By David McCallie, SVP Medical Informatics, Cerner
This is a guest post by David McCallie MD, SVP Medical Informatics, Cerner on Life as a Healthcare CIO. He summarizes the collective feeling of the industry about the trajectory of interoperability.
“I have been honored to have served on the HIT Standards Committee from its beginning in 2009. As I reach my term limits, I have reflected on what we have all learned over the past six years of helping to define the standards for the certified EHR technology that lies behind the Meaningful Use program.
But before diving into those reflections, we should acknowledge what we have accomplished. It’s fashionable to complain that we haven’t ‘solved interoperability.’ This is certainly true, but we have come a long way, and have achieved significant and lasting advances.
In particular, we have mostly settled the vocabulary questions for encoding the record. We have widely deployed a good ePrescribing standard. We have established a standard for secure email that will eventually replace the fax machine, and we have widely (but not yet universally) deployed a good standard for document-centric query exchange. We are close to broad support for a stable standard for encoding complex clinical data into summary documents. And perhaps most interestingly, we have opened the door to the promising world of API-based interoperability.
Nonetheless, the refrain we hear from Capitol Hill is that we have failed to achieve the seamless interoperability that many had expected. This has lead to numerous legislative attempts to ‘fix’ the problem by re-thinking government approaches to the standard setting processes authorized by HITECH.
We should be careful not to overreact in light of any disappointments and perceived failures around interoperability. There are many things we must improve, but we should not inadvertently take steps backwards.
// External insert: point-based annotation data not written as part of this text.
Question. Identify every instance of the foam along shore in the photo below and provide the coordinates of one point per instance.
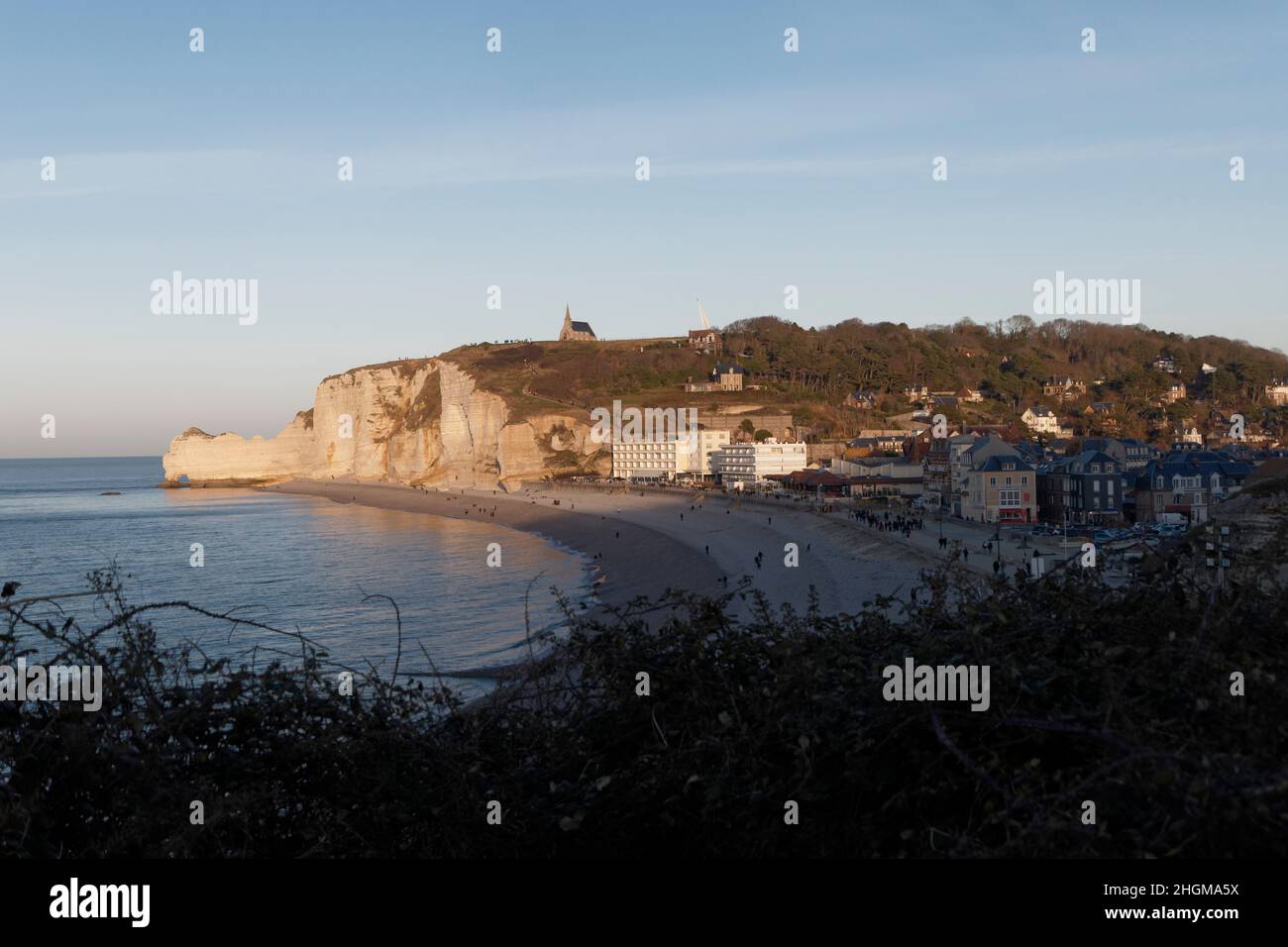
(644, 544)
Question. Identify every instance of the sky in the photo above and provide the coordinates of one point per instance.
(518, 169)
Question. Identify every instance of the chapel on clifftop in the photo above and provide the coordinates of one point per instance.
(575, 331)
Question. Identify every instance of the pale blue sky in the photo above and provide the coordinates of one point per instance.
(516, 169)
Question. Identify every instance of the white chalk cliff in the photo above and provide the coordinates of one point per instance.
(417, 423)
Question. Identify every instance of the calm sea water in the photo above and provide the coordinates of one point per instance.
(284, 561)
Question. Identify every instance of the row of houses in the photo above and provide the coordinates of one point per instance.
(992, 480)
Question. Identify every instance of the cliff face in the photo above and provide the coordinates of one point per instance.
(413, 423)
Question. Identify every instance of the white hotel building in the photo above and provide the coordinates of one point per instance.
(751, 463)
(668, 459)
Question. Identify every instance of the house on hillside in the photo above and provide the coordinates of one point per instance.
(1064, 388)
(1003, 489)
(1085, 488)
(1041, 419)
(1131, 454)
(704, 339)
(861, 399)
(724, 377)
(575, 331)
(1276, 393)
(1185, 484)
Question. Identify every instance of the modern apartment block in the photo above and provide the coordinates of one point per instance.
(752, 463)
(669, 459)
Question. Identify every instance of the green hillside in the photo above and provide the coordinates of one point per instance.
(809, 371)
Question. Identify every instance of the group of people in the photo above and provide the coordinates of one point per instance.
(888, 522)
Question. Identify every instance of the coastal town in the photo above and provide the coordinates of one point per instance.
(1057, 474)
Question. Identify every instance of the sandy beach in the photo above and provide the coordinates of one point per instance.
(644, 544)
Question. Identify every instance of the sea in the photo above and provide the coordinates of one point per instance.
(291, 562)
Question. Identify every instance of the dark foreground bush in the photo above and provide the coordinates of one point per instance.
(1119, 697)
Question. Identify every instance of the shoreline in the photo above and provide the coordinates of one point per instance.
(643, 545)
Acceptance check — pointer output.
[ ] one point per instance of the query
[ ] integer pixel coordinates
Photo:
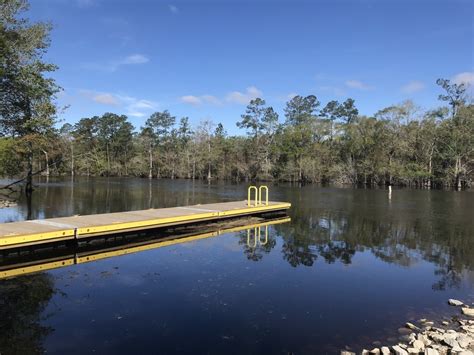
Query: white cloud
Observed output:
(464, 78)
(234, 97)
(244, 98)
(192, 100)
(211, 99)
(334, 90)
(174, 9)
(85, 3)
(356, 84)
(413, 86)
(199, 100)
(131, 105)
(106, 99)
(135, 59)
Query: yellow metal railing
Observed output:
(258, 195)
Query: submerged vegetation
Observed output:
(308, 142)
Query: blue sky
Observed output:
(207, 59)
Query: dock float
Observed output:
(77, 255)
(33, 232)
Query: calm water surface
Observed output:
(351, 267)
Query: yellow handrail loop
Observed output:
(263, 187)
(258, 195)
(249, 195)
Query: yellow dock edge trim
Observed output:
(109, 254)
(124, 227)
(28, 238)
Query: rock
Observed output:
(404, 331)
(418, 344)
(463, 340)
(399, 350)
(454, 302)
(411, 326)
(468, 311)
(451, 342)
(424, 338)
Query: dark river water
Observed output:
(350, 268)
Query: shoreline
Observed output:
(431, 338)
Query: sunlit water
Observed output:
(350, 268)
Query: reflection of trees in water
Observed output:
(399, 239)
(23, 300)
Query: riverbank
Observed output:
(7, 203)
(455, 336)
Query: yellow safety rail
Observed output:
(258, 195)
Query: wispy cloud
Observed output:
(412, 87)
(135, 59)
(105, 99)
(174, 9)
(131, 106)
(191, 99)
(464, 78)
(334, 90)
(199, 100)
(86, 3)
(359, 85)
(112, 66)
(234, 97)
(243, 98)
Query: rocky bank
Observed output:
(426, 337)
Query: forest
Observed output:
(309, 142)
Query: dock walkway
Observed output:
(18, 234)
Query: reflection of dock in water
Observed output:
(34, 232)
(21, 261)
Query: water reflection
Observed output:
(28, 260)
(21, 313)
(350, 268)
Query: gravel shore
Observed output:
(426, 337)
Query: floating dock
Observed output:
(19, 234)
(257, 234)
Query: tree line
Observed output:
(307, 142)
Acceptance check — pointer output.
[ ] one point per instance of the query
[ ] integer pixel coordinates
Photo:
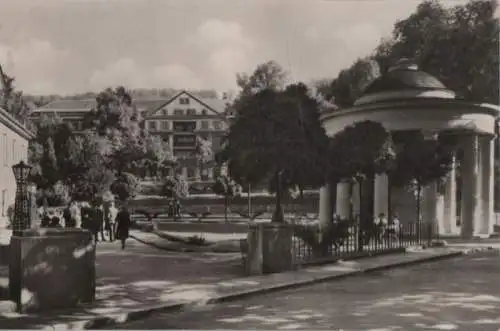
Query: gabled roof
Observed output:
(67, 106)
(89, 104)
(216, 105)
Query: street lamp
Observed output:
(22, 211)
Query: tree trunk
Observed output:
(419, 219)
(278, 210)
(359, 223)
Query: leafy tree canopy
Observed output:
(361, 150)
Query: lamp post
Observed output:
(22, 208)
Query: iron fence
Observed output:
(340, 241)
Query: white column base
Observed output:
(381, 195)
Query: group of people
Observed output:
(105, 219)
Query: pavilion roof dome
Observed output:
(402, 77)
(403, 81)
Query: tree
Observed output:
(10, 99)
(268, 75)
(420, 162)
(227, 188)
(125, 186)
(351, 82)
(91, 177)
(357, 154)
(445, 42)
(49, 152)
(276, 136)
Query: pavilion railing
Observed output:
(342, 240)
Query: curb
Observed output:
(192, 249)
(113, 319)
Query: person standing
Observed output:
(111, 220)
(76, 217)
(122, 224)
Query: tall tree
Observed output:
(12, 100)
(420, 161)
(268, 75)
(446, 42)
(276, 136)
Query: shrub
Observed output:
(322, 239)
(57, 195)
(125, 186)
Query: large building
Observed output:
(181, 120)
(14, 140)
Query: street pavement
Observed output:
(456, 294)
(137, 277)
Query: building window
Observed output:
(152, 125)
(164, 125)
(217, 125)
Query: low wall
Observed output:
(52, 269)
(202, 227)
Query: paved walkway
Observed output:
(141, 280)
(431, 296)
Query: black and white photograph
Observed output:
(250, 165)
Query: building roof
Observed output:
(68, 105)
(404, 77)
(148, 105)
(214, 104)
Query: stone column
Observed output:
(487, 171)
(450, 201)
(470, 193)
(381, 195)
(429, 203)
(355, 200)
(342, 203)
(325, 205)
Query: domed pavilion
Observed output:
(406, 98)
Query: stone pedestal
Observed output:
(269, 248)
(51, 269)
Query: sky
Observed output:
(73, 46)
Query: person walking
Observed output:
(68, 221)
(122, 225)
(97, 220)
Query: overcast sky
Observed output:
(56, 46)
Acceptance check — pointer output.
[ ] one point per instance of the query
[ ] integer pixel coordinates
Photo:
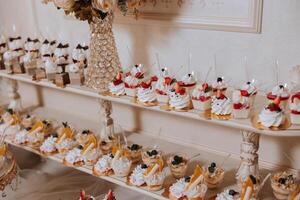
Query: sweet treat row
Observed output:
(141, 167)
(44, 60)
(185, 94)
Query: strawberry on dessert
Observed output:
(146, 94)
(295, 108)
(282, 92)
(132, 80)
(188, 81)
(241, 105)
(272, 116)
(221, 107)
(117, 86)
(179, 98)
(201, 97)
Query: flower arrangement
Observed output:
(85, 10)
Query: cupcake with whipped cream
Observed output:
(121, 165)
(228, 195)
(221, 107)
(137, 177)
(155, 176)
(295, 195)
(241, 106)
(117, 86)
(188, 82)
(48, 147)
(133, 79)
(179, 99)
(189, 187)
(151, 155)
(103, 166)
(163, 85)
(280, 91)
(134, 152)
(38, 132)
(295, 108)
(3, 49)
(201, 97)
(65, 140)
(213, 175)
(272, 116)
(146, 94)
(178, 165)
(283, 184)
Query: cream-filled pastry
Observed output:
(137, 177)
(117, 86)
(201, 97)
(283, 184)
(146, 94)
(189, 187)
(279, 91)
(179, 99)
(295, 108)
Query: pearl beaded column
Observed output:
(103, 66)
(249, 156)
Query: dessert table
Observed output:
(248, 163)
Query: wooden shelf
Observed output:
(205, 157)
(240, 124)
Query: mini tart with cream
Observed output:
(272, 116)
(250, 188)
(150, 156)
(179, 99)
(228, 195)
(295, 195)
(103, 166)
(120, 164)
(146, 94)
(201, 97)
(283, 184)
(107, 144)
(110, 196)
(117, 86)
(189, 187)
(137, 177)
(178, 165)
(188, 81)
(279, 91)
(133, 79)
(28, 121)
(65, 140)
(155, 175)
(163, 85)
(38, 132)
(241, 105)
(48, 146)
(134, 152)
(295, 108)
(213, 175)
(86, 154)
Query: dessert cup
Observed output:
(283, 184)
(178, 164)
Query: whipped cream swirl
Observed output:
(178, 101)
(270, 118)
(146, 94)
(221, 106)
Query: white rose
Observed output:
(103, 5)
(64, 4)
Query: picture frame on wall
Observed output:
(221, 15)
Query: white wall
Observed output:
(279, 39)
I think the biggest mistake Congress appears to be legislating is to assume that standards alone are what creates interoperability.
Standards are necessary, but are not sufficient, for interoperability to occur.
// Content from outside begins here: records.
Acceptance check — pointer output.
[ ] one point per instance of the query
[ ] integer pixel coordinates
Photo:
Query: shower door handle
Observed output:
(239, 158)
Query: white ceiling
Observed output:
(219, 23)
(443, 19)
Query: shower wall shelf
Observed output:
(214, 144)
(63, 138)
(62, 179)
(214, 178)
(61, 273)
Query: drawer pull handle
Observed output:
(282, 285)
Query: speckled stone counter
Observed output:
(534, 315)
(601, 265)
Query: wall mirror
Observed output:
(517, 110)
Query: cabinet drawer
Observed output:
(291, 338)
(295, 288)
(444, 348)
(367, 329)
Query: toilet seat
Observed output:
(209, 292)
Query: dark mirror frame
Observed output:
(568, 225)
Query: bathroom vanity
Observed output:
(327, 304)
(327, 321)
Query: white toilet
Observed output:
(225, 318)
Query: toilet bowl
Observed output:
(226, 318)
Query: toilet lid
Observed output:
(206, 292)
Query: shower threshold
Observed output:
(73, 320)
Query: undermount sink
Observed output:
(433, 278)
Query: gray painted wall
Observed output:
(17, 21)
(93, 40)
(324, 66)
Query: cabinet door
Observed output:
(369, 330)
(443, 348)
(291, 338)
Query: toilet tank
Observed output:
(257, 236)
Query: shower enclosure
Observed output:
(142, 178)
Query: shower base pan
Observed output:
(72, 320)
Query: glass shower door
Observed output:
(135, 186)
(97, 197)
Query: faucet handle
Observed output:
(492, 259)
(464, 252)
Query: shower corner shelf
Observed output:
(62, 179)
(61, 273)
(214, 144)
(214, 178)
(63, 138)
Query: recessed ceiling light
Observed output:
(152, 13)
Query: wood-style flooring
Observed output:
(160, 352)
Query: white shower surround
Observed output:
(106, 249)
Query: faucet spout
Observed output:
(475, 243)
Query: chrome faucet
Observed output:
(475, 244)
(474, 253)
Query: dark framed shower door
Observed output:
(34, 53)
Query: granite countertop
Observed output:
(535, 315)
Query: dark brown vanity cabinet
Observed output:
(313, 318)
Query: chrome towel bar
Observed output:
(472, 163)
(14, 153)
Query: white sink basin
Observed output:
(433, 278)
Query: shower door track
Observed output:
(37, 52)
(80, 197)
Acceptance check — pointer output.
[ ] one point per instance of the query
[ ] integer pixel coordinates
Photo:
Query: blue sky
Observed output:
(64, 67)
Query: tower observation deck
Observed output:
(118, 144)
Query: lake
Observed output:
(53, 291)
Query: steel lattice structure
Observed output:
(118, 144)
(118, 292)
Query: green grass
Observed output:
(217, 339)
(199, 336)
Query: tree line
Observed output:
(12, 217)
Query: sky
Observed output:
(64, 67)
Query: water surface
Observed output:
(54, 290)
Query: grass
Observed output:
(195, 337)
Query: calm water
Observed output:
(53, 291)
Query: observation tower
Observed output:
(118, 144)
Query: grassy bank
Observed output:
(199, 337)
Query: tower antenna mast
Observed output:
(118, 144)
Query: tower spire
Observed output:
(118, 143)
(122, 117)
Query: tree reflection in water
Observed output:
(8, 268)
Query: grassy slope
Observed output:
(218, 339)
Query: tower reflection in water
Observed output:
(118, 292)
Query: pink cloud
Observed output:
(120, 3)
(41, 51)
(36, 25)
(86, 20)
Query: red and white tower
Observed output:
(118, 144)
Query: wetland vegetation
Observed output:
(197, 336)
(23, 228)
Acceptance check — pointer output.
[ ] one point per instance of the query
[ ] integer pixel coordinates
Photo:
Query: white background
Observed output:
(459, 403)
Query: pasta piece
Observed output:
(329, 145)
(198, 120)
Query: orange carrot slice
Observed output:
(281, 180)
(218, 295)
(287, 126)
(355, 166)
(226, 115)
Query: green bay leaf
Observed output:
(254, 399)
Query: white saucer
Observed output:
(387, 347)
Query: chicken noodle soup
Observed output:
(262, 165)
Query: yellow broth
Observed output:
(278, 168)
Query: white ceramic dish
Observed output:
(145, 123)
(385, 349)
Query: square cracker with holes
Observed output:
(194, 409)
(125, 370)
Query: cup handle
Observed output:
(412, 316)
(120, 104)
Standards organizations (SDOs) can create standards, but they do not create the additional entities that are necessary for standards to deliver useful interoperability.
I believe that the sufficient conditions for interoperability include the following:
- A business process must exist for which standardization is needed. As Arien Malec put it recently, ‘SDOs don’t create standards de novo. They standardize working practices.’
- A proven standard then needs to be developed, via an iterative process that involves repeated real-world testing and validation.
- A group of healthcare entities must choose to deploy and use the standard, in service of some business purpose. The business purpose may include satisfying regulatory requirements, or meeting market pressures, or both.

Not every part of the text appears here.